Crypto Bailouts Risk Becoming Cost of Doing Business for VCs

Hacks and scams have long been part of the fabric of doing business in crypto. Is it time for the sector’s venture capitalist backers to start assuming they should expect to cover the losses?

High-profile attacks on the crypto “bridges” that support key activities, like transferring tokens from one blockchain to another or playing the popular game Axie Infinity, have siphoned off more than $1 billion to date. When customers need repaying, recent incidents have shown those platforms’ operators are turning to their wealthy investors for aid — a trend that perhaps signals a new chapter in tech dealmaking.

Sky Mavis, the developer of Axie Infinity, closed a $150 million funding round from the likes of Binance, Andreessen Horowitz and Paradigm on Wednesday — funds it said would go directly to reimbursing customers after the platform lost around $600 million in a hack affecting its Ronin bridge. Two months earlier, Jump Trading Group fully reimbursed more than $300 million in Ether that was stolen from Wormhole, a bridge platform in which it had invested previously.
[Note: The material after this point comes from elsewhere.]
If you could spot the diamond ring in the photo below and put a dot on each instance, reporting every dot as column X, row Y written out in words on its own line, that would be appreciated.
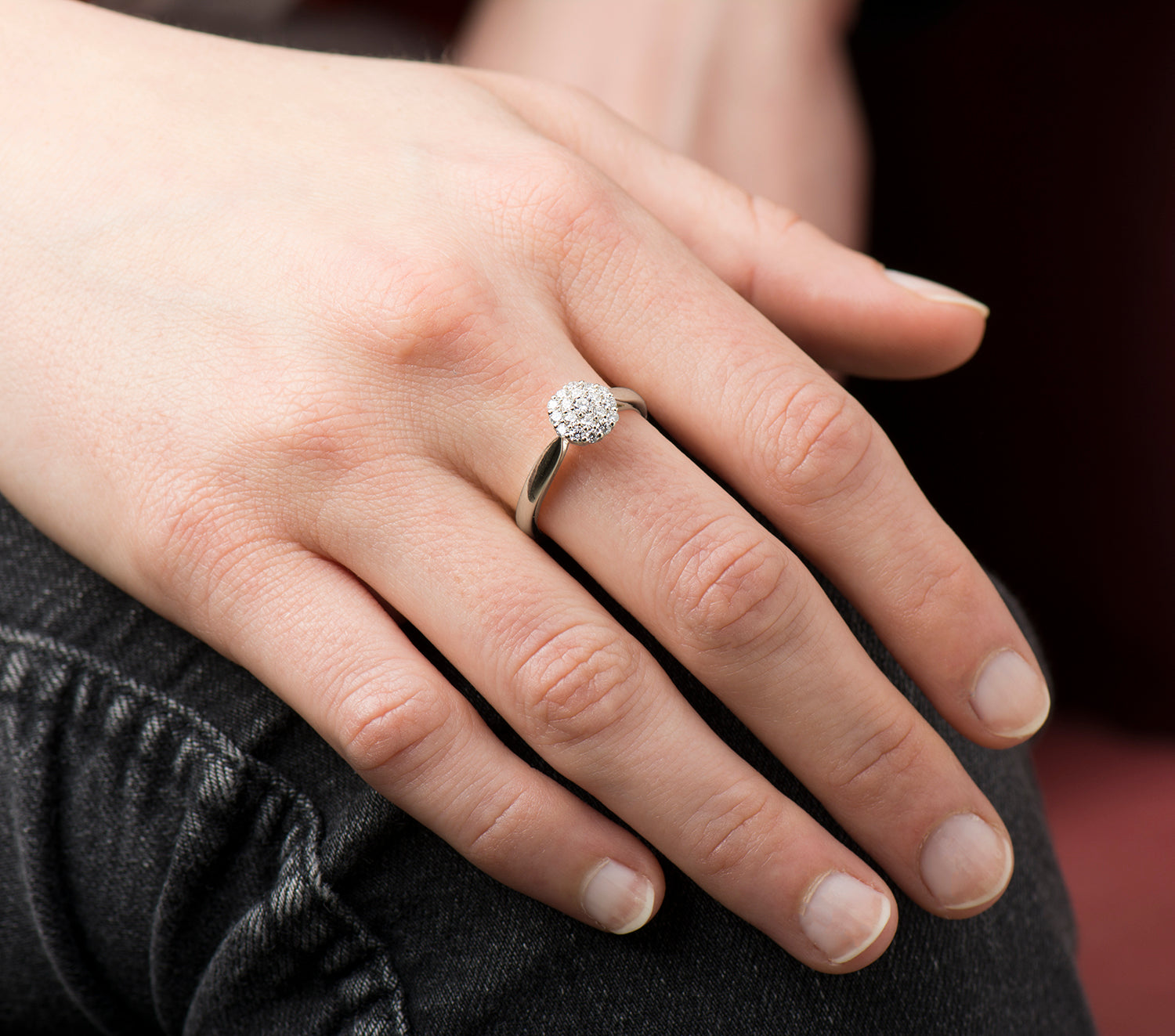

VCs use term sheets to lay out the various parts of a deal they will sign with portfolio companies, from how many board seats they’re after, to how long it will be before they can cash out their stakes. But when it comes to crypto, with attacks so prevalent, it may be necessary for Silicon Valley to also think about setting aside contingency funding to bail out victims of hacks as a core part of the agreement.